Potentialities of ‘regionalism’

If you are one of those who think that English language television channels headquartered in and around Delhi present a reliable picture of the subcontinent, it is time to take a serious reality check. Such and other Delhi-centric views would have you believe that the coming Lok Sabha election of the Indian Union is some sort of a boxing match between Narendra Modi and Rahul Gandhi and that the sentiments of the people are neatly divided between the Indira Congress and the Bharatiya Janata Party (BJP). These two parties distinguish themselves from others by the influence Delhi-based operators have on their policy and workings. Many ‘think tanks’ that have sprouted in Delhi, staffed with well-heeled ‘analysts’ with opaque connections to these two parties. Puncture one of these ‘tanks’ and what gushes forth is predictable – a lamentation about how the Indian Union cannot be left to anything but ‘national’ parties.

The combined chorus of Delhi-based policywallahs, mediawallahs, academics, defence contractors, security apparatchiks and other glittering-shady characters has one tune – there is no choice beyond the Cong and the BJP. Lobbyists and pimps of all hues have invested hard in parties that are operated from Delhi. Each of these sectors has their own reasons to sing that song – but their combined howl has a terrific effect that has the power to move people. Which is precisely why they do the familiar singing when elections are near.

Let me put this cheerleading for the ‘national’ parties in some perspective. The Indian Union is supposedly a federal union – which is an arrangement in which the constituent units (the states) and Delhi govern together. Over the decades since partition of 1947, Delhi has consistently and systematically encroached on the rights of the states, by its ‘directives’, arm-twisting opponents or simply by using super-majorities of the Congress years and now increasingly by the unholy alliance on certain matters between the two nationals, Congress and BJP. Whereas centralisation of executive power has made the Indian Union less democratic, it has also made the removal of entrenched elites harder. No wonder most members of Parliament own property in Delhi and their progeny increasingly live there. On the other hand, the regional parties have been steadfast in their defence of the principle of federalism – as the recent stances by the Trinamool Congress, Biju Janata Dal and others on the issue of opposing the National Counter Terrorism Centre (NCTC) clearly show. It is mainly due to the decline of the national parties that today it is not easy to use the kalo ain called Article 356 to remove a democratically elected state government. Balancing the over-centralisation that has occurred over the last few decades needs an agenda for true federalism that can be supplied most muscularly by parties that consider their own state as the ‘centre’. Only such formations can demand exclusive state rights over their own resources and revenue. In the absence of economic autonomy of the states, ad-hocism and pound-of-flesh favouritism will keep some states happy and some states neglected. Delhi will corner disproportionate resources and subsidies anyway.
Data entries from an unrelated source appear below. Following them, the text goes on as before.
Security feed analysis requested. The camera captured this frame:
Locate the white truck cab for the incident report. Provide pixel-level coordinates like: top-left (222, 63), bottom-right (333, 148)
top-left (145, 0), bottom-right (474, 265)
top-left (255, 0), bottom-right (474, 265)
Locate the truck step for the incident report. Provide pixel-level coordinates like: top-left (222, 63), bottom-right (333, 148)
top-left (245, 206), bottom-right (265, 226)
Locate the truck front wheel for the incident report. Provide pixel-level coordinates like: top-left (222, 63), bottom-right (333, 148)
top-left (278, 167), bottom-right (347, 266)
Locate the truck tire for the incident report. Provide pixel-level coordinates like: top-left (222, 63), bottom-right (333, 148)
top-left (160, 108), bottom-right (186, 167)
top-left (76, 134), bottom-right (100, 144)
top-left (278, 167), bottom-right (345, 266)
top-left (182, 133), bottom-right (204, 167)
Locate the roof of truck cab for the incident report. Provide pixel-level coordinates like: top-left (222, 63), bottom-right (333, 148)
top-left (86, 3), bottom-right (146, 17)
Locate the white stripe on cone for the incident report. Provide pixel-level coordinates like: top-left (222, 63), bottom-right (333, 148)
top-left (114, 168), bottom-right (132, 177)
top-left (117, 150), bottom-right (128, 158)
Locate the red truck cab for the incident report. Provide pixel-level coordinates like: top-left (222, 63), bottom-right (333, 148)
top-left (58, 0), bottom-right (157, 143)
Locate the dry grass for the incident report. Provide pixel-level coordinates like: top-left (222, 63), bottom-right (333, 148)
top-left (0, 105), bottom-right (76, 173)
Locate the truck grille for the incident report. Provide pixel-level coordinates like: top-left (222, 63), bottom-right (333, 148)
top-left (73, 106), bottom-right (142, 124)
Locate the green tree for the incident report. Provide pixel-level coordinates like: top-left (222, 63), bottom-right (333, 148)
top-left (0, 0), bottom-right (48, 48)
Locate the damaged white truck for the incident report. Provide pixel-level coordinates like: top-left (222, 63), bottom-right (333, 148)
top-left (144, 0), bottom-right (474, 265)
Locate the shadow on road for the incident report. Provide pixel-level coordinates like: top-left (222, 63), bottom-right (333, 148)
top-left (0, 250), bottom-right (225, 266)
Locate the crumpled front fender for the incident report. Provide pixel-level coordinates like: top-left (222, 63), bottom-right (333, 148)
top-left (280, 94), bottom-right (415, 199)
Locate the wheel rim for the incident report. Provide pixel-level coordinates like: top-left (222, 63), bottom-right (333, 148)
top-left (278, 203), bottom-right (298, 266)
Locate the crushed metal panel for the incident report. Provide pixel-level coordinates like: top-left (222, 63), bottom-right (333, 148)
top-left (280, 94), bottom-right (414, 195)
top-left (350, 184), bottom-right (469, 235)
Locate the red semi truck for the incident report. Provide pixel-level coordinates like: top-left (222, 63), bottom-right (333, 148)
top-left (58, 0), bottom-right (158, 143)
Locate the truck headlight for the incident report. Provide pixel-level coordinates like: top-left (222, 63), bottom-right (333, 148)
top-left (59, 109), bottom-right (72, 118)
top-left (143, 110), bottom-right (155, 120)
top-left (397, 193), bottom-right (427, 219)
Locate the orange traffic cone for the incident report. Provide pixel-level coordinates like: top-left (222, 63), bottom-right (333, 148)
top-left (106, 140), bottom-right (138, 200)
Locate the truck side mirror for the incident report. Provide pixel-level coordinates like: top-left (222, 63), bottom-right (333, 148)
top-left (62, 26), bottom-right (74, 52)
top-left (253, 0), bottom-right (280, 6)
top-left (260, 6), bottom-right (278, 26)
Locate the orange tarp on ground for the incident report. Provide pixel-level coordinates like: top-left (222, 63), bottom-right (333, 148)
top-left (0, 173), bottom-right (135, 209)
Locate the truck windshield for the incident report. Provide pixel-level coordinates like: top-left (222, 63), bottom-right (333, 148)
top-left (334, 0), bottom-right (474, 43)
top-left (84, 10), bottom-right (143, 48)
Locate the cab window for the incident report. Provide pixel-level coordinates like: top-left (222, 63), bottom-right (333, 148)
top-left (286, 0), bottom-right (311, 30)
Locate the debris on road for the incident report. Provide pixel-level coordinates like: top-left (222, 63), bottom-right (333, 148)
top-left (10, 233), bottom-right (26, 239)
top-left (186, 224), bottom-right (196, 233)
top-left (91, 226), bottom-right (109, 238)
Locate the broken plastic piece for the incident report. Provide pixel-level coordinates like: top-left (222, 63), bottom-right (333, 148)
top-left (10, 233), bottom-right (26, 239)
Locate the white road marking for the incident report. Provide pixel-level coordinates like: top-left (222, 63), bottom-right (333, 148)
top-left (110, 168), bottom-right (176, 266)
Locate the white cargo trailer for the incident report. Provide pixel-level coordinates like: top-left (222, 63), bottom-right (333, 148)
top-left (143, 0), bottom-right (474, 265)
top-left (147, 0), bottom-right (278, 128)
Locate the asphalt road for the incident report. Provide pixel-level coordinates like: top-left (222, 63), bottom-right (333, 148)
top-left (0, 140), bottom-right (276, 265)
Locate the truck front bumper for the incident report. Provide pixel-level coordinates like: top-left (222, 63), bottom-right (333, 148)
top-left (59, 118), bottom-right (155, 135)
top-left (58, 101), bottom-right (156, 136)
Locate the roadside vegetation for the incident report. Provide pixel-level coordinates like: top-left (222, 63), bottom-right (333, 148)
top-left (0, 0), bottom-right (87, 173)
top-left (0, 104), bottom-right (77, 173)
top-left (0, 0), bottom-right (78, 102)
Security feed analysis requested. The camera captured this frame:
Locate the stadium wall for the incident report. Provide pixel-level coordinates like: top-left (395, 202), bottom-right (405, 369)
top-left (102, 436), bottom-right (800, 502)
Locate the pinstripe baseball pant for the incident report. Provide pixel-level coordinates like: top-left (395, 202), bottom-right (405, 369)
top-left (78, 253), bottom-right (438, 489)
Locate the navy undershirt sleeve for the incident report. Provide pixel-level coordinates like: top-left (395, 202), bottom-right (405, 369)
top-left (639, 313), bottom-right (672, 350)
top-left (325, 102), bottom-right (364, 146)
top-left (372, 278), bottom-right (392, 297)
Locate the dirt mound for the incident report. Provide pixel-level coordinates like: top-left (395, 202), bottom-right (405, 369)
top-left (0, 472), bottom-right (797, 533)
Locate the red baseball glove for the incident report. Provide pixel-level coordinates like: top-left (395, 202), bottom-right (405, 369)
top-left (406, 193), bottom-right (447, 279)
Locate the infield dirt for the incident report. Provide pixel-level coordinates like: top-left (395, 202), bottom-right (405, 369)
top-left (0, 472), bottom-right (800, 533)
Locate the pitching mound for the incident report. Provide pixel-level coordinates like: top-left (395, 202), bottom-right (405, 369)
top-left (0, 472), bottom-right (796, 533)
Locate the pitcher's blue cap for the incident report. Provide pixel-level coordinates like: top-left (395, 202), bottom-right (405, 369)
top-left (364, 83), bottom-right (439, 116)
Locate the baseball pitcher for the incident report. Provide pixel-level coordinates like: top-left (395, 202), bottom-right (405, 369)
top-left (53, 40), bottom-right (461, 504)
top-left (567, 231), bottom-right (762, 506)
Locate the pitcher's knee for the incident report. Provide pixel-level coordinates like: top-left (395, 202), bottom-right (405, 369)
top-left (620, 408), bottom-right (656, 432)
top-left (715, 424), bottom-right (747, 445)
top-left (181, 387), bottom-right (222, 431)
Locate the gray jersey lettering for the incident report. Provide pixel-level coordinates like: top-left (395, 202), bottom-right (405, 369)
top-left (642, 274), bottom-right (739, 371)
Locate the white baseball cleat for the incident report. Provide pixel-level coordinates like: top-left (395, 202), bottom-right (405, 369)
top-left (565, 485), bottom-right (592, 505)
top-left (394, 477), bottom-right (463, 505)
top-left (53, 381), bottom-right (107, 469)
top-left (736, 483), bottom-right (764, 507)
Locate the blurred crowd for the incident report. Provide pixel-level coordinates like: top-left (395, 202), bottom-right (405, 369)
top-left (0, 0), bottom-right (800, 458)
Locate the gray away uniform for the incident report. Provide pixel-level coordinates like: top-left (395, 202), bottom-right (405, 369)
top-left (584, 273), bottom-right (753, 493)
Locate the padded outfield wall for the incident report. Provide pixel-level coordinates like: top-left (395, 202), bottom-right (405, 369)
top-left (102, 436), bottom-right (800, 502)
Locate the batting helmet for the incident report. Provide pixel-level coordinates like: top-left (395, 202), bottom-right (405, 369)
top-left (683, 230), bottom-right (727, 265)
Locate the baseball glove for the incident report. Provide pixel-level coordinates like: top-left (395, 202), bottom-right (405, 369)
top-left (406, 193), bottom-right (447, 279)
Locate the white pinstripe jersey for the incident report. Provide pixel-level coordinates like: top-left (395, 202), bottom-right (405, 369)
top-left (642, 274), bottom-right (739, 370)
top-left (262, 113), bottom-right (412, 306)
What is good for Delhi is good for India, or so do the entrenched mandarins of NCR think.

What is regional or provincial in the subcontinent is typically gigantic in normal human scales. By saying ‘regional’, the stature and size of these formations are diminished. This is done very deliberately. What is the scope of these ‘regional’ parties in the global perspective? The Trinamool Congress got more votes in 2009 Lok Sabha than the victorious Tories got in the UK parliamentary elections of 2010. The DMK got more votes than the ruling Conservative party of Canada got in their 2011 federal election. Consider this. Post-partition, no national party has won an absolute majority of votes, ever. Also consider this. Even if I add up the two national parties, they have won less than 50 percent votes in 3 of the last 5 Lok Sabha elections.

By concentrating simply on these two nationals, we stand to lose sight of the diverse and substantial political currents that represent the subcontinental reality. The Indian Union is a federal union. To make it a more democratic union, Delhi needs to be kept in leash by the states. The over centralised, Delhi-controlled India must die so that the Union of India may live.